Eloisa também passou por momentos de temor. Não esquece o dia em que, após condenar um traficante, ouviu da mulher dele: “Vou te matar e riscar esse rostinho bonito”. No estacionamento, viu a mulher do réu à sua espera e chamou a polícia.
A mais fascinante experiência, porém, aconteceu a partir de agosto de 2001. No ano anterior, o Tribunal Internacional de Ruanda procurava um brasileiro para participar do tribunal de crimes contra a humanidade em Timor Leste. Um amigo a indicou. Mãe de duas crianças, de seis e sete anos, recém-separada e com turmas na PUC, quase desistiu do convite. Mas soube jogar com a burocracia e administrou a vida pessoal para embarcar para lá. “Encontrei um país queimado pelos indonésios. Esse foi o primeiro cheiro que senti quando desci do avião: de coisa queimada.” Era grande o número de desabrigados, conta ela, porque os invasores tinham ateado fogo em tudo. Faziam ataques generalizados e sistemáticos contra a população civil.

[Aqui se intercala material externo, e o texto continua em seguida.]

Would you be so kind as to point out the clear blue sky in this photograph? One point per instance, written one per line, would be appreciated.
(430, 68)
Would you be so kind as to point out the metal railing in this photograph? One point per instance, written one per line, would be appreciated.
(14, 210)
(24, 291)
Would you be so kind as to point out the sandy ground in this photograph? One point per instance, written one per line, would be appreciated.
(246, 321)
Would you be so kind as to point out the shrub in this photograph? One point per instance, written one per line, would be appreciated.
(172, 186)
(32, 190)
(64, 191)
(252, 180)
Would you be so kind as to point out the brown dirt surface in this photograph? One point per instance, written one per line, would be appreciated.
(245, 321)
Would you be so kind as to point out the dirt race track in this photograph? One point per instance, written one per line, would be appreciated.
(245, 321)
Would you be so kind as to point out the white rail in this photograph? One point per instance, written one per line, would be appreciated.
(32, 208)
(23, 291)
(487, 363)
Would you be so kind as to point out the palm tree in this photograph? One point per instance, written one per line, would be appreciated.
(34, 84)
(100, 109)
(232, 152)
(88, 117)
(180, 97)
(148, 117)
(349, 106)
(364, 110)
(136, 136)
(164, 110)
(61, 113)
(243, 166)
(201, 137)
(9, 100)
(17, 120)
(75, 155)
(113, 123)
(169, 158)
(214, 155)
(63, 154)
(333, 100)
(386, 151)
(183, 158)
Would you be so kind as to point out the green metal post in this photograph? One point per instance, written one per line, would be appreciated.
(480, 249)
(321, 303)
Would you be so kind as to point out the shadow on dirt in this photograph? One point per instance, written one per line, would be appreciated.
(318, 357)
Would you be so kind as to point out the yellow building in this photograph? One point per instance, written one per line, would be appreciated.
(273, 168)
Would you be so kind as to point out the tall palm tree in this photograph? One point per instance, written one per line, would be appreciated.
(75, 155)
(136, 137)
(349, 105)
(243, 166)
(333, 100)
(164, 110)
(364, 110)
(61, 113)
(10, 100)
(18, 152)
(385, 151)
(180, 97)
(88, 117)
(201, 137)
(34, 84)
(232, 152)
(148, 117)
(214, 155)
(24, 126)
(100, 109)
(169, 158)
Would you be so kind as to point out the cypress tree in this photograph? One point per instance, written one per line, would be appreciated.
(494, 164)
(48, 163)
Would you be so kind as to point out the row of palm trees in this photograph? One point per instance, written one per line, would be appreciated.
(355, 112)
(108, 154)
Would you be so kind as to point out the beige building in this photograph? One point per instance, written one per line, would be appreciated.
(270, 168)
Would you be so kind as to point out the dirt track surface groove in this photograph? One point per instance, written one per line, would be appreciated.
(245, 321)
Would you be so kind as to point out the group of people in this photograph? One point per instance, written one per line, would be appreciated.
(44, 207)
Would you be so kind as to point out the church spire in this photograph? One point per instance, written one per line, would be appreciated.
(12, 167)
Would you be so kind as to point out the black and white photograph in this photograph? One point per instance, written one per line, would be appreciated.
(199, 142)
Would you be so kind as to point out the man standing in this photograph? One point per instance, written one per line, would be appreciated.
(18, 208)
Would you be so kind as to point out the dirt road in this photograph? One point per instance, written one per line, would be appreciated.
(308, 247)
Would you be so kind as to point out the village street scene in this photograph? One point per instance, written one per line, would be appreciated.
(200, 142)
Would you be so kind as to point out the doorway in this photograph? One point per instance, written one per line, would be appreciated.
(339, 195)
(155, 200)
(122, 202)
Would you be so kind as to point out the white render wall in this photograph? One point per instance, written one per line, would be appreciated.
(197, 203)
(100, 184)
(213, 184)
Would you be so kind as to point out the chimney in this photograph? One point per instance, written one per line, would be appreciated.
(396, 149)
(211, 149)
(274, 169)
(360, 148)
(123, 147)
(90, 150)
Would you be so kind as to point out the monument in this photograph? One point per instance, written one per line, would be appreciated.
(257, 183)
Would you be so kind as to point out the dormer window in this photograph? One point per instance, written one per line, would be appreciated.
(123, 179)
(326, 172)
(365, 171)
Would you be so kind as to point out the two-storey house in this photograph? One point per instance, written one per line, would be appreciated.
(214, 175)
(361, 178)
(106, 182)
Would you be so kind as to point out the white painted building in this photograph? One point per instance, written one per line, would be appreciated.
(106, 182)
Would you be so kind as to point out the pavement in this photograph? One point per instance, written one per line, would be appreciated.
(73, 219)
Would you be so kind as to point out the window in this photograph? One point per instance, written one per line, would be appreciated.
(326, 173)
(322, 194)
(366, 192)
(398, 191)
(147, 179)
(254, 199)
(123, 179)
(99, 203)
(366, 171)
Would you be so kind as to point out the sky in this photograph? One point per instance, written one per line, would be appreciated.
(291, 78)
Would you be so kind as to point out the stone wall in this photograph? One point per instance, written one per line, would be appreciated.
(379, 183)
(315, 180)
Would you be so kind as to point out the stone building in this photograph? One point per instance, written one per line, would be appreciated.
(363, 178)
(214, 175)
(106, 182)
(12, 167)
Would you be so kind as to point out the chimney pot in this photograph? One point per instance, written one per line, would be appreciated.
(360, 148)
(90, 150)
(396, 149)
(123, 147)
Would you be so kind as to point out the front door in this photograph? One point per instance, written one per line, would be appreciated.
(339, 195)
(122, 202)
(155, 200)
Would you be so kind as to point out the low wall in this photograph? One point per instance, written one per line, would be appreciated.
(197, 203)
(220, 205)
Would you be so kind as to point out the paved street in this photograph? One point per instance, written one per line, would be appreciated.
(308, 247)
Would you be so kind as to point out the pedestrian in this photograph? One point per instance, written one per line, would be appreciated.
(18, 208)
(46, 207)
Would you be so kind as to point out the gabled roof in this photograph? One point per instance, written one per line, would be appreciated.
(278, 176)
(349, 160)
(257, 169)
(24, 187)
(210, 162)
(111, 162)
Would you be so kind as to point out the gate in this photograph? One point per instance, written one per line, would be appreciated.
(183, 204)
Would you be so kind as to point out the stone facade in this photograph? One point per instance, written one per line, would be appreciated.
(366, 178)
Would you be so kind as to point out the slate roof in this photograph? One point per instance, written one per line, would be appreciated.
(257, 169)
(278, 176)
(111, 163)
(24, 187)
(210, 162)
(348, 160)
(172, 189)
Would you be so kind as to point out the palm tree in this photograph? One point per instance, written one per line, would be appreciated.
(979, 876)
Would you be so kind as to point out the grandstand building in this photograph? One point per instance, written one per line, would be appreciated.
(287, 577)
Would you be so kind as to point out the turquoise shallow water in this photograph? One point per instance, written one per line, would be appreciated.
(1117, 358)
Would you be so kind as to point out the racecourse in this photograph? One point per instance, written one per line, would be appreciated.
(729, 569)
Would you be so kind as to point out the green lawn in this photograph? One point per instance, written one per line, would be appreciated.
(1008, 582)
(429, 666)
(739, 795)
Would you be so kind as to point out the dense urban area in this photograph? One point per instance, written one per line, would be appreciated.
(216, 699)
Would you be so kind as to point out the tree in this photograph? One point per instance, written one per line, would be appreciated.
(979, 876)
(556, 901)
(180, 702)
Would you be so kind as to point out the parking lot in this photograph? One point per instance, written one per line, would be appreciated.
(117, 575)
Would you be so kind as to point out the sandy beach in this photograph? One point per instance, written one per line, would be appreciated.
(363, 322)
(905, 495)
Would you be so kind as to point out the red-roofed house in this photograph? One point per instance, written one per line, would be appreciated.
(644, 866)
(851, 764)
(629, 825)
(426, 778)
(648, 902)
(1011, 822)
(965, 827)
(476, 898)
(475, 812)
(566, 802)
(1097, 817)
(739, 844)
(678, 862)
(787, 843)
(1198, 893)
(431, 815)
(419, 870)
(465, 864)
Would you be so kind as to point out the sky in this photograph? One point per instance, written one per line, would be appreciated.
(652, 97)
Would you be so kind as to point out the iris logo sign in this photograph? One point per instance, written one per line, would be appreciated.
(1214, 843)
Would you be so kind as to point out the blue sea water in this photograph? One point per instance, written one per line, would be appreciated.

Eloisa se fixou em Baucau, área de risco, patrulhada por tanques australianos. “Vivenciei um momento mágico para aquele país tão pobre, sem médicos e sem condições sanitárias. Vi formarem a primeira constituinte, a constituição ser promulgada e a eleição do primeiro presidente. Vi nascer a primeira nação do milênio.” Voltou para o Brasil arrasada. “Quando o avião decolou, vi pela janela que deixava novos amigos. Senti uma tristeza sem tamanho.”
Foi no Timor que Eloisa conheceu e se tornou amiga do brasileiro Sergio Vieira de Mello, representante da ONU, morto em agosto de 2003 durante um ataque terrorista no Iraque. “Ele trazia o ideal da paz, algo forte nele, e era grande interlocutor político que, em pouco tempo, rompeu a desconfiança dos líderes políticos, ao procurá-los e fazer um gesto de reverência que ganhou de Xanana Gusmão, que se tornaria o primeiro-ministro do país.” Do Timor, passado o impacto da viagem que se prolongou por todo o ano de 2002, Eloisa se candidatou a chefe de departamento do curso de Direito na PUC e iniciou o doutorado sobre o papel do Ministério Público nos tratados internacionais de Direitos Humanos. Em 2007, entrou para o Conselho Superior do Ministério Público.
Antes de terminar o mandato, veio o convite para ser secretária de Justiça. Logo descobriu que entrava em um difícil jogo político, pois tem de lidar diariamente com conselhos de cidadania, que cuidam de interesses das minorias e vítimas desassistidas de crimes. A impressão que dá quando ela fala sobre isso é que parece tudo fácil. Não deve ser. Seja como for, não há como não se impressionar com essa mulher baixinha e de aparência frágil, que só parece assim quando se levanta com um simpático sorriso para se despedir.